Best guess is the 19-teens or a little earlier.
This one is in the category of "Who knew?" Who knew that ladies made bags for their corsets? Who knew that they then
embroidered them? (and even
spent money on transfer patterns for the designs!)
Interestingly, this pattern for embroidering a long, narrow bag probably dates to a period when corsets had reached a rather extreme length. The Metropolitan Museum of Art dates this fine example to 1917-1919.
In 1910 the magazine
The Women's Home Companion offered kits for laundry bags, sponge bags, and corset bags, in stamped linen in pink, blue, lavender, or white. "A most useful set of bags either for the college girl or for the home girl...These bags are especially useful for traveling and they would make a very pretty gift for birthday or Christmas. The stamped linen bag would set you back 40 cents. Fifteen cents more would get you the thread and the cord.

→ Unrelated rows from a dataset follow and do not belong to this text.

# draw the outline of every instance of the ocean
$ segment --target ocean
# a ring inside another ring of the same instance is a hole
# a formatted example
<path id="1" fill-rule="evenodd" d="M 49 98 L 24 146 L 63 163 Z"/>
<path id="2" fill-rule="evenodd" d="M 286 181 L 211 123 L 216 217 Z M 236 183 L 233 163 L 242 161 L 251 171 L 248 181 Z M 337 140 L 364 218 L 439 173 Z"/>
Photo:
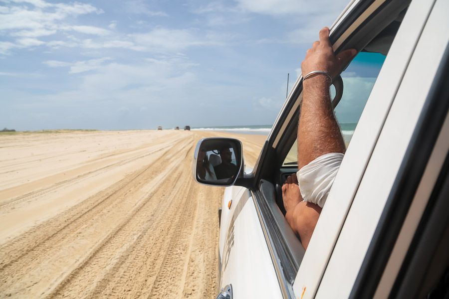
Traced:
<path id="1" fill-rule="evenodd" d="M 357 123 L 342 123 L 340 124 L 341 133 L 345 141 L 349 142 Z M 259 125 L 256 126 L 224 126 L 221 127 L 202 127 L 192 128 L 193 130 L 217 131 L 242 133 L 243 134 L 254 134 L 257 135 L 268 135 L 271 131 L 271 125 Z"/>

Particularly when packing corsets for traveling, the laces, stud-and-loop busks, and the garters all had the potential to snag, so the corset bag protected a lady's frillies
from her corset. But protecting the corset itself is important as well. Good quality corsets could be quite expensive, and a lady might have several. As well as an "everyday" corset, a lady might have one suitable for evening clothes, or a flexible, lighter-weight model for summer or sports wear. I assume that each bag was design to hold only a single corset.